Before starting on what I think of it so far, it’s only reasonable to repeat what the fly-sheet has to say about it;
Ethan and his five co-workers are marooned in JPod, a no-escape architectural limbo on the fringes of a massive game-design company. There they wage battle against the demands of boneheaded marketing staff who torture them with idiotic changes to already idiotic games. Meanwhile, Ethan’s personal life is being invaded by marijuana grow-ops, people-smuggling, ballroom dancing, global piracy and the rise of China. Everybody in both worlds seems to inhabit a moral grey zone, and nobody is exempt, not even his seemingly strait-laced parents or Coupland himself.

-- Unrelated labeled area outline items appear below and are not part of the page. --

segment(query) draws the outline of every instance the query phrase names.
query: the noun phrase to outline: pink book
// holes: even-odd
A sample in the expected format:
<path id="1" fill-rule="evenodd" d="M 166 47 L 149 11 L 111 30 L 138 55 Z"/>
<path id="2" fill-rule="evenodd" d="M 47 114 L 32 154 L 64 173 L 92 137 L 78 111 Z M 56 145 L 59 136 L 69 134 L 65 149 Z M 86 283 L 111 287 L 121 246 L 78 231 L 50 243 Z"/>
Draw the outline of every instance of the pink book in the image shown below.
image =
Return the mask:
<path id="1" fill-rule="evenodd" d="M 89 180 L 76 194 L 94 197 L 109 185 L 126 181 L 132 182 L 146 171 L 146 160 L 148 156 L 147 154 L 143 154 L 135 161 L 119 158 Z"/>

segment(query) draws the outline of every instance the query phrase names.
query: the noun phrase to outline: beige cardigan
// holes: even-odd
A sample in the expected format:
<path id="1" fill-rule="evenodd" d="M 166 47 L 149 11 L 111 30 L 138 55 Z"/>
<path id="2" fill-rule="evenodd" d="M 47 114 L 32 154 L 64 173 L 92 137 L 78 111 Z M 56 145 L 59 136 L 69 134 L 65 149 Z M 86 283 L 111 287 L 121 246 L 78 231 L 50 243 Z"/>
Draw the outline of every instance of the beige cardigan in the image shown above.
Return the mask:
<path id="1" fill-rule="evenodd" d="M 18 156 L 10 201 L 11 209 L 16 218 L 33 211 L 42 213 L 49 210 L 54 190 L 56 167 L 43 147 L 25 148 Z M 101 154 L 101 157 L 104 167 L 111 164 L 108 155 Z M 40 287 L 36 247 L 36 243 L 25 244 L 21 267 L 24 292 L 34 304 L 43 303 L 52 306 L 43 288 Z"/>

I wasn’t sure I was going to like jPod when I started reading it (yesterday) - it seemed to have no story - it meandered along. Then while reading it this morning I realised it was just like my own life - only my own life isn’t filled with drug dealing parents, people trafficking, or any other such extremes.
I can relate to the daily idiotic exchanges of pointless inanety between cubicles though. It really does happen. When the book opens with everybody penning letters to Ronald McDonald, I had the biggest smile. For many months myself and a couple of colleagues passed quiet moments by inventing silly-but-plausible people’s names - such as “Sue Mowrestler”, and “Jenny Talia”.